The classy word in the title is coined by one Tommy P. Cowan in an article on the works of famous Scientologist, junkie and wife-killer William S. Burroughs, and he defines it thus:
Archontism is a current of thought grounded in a sort of “negative epistemology” that sees human existence as controlled by ‘archons,’ or agentified barriers built into the natural world in order to block the paths to psychic transcendence.This is a step up above normal "conspiracy theory" - that your life is fucked up by a hidden cabal of bad guys - in that the archons are, in the glorious phrasing of the Church of the SubGenius, "not even human [but] shambling, unbelievable, unmentionable, unthinkable THINGS". In the Western tradition, this is most commonly associated with Gnosticism, and certainly that's the main vibe which comes out of all those great "modern gnostic" artworks that came out of the late 90s: Dark City, The Matrix, The Invisibles.

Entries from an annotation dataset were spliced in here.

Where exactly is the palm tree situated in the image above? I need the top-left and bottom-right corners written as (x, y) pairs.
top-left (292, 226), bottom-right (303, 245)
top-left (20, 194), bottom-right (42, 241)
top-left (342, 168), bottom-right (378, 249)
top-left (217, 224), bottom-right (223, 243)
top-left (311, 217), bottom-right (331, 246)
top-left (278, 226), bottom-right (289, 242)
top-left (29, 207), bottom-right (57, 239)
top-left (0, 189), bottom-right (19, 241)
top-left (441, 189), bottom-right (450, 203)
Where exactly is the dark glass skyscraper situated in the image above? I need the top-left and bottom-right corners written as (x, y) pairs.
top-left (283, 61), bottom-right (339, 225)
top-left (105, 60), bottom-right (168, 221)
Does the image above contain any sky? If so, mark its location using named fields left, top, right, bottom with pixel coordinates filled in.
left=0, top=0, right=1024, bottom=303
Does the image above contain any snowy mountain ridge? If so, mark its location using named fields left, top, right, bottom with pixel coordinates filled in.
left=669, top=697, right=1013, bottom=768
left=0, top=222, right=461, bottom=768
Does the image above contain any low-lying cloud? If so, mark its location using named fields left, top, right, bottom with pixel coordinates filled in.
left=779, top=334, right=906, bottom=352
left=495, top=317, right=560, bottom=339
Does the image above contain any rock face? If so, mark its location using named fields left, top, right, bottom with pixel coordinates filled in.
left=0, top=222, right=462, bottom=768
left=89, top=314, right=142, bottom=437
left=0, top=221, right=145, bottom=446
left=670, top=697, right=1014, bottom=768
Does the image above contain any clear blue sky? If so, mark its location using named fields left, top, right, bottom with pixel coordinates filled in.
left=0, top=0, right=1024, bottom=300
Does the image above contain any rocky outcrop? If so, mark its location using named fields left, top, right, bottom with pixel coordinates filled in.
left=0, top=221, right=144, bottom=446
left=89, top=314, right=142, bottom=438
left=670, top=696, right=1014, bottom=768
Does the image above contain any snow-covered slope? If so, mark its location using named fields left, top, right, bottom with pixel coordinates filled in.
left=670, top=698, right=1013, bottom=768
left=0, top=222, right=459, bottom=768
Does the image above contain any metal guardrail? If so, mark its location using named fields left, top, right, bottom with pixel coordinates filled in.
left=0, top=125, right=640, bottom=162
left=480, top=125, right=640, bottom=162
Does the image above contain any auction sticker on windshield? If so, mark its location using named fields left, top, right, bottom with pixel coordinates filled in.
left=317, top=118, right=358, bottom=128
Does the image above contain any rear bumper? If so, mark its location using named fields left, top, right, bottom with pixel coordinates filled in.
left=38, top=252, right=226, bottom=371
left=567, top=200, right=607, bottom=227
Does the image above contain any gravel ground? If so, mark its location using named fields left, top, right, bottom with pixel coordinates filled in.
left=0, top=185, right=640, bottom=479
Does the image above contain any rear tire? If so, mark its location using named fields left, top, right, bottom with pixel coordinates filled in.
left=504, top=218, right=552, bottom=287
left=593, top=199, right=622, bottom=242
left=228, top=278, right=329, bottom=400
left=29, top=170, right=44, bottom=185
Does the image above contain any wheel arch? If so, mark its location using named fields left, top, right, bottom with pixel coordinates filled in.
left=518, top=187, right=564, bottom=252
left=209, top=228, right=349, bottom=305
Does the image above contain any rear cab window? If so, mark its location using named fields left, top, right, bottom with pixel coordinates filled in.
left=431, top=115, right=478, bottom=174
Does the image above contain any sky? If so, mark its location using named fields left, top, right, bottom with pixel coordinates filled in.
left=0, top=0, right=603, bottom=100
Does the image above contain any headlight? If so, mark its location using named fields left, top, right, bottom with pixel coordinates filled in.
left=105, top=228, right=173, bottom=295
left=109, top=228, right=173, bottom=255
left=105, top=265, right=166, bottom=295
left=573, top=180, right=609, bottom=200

An earlier example of this kind of fiction is The Mind Parasites by Colin
Wilson. Much like many of the works of one of Wilson's sources, Mr Racist Recluse of Providence, Mind Parasites is not well written, far from it, but interesting and fun because of the ideas it includes. Brief plot: a scientist discovers that some immaterial alien beasties are holding humanity's psychic evolution back and causing mass suicides. He defeats the beasties using only Husserl's phenomenology (!!!) which gives him spooky superpowers - telepathy, telekenesis and all-round super-geniusdom, which he can then teach to others.
It is not a coincidence that this book came out in 1967 at about the time the hippies started getting into Scientology, and those are about the kind of powers that LRH promised his fan club. Scientology is not strictly "archontic", because (to very briefly summarise) in their mythology, we weren't fucked up by monsters, we fucked ourselves up. But it appealed to people who read stories like The Mind Parasites and wanted to believe that kind of thing could actually happen.
This reminds me very strongly that JRR Tolkien converted CS Lewis back to Christianity (which he had rejected in reaction to his tight-ass Ulster Protestant upbringing) by telling him that the life of Jesus Christ was just like all those stories of sacrifice and redemption that he loved in mythology and legendry, only it really happened. The point of the story is that people will believe anything, and just because we want to believe doesn't make it true. That way lies a huge waste of time or becoming someone's puppet or slave. "We preferred to live in Ron's fantasy than boring reality" - some Sea Org veteran
As it happens, my working reality-tunnel is that the superstructure of the capitalist mode of production (or, indeed, all class societies) is the closest thing you can get to an actual "archontic system". I suppose it's fine to believe that all those stories are just metaphors for what you really believe in, like CS Lewis would argue that those dying-and-rising-god stories were planted by YHWH to get people ready for Jesus. So maybe all those people who think Marxism is Gnosticism with the serial numbers filed off were right. Only in practice can it be worked out which is the map, and which is the territory, because the people who confuse the two will probably end up believing something really stupid, like a shitposter on 8chan is a timetraveller.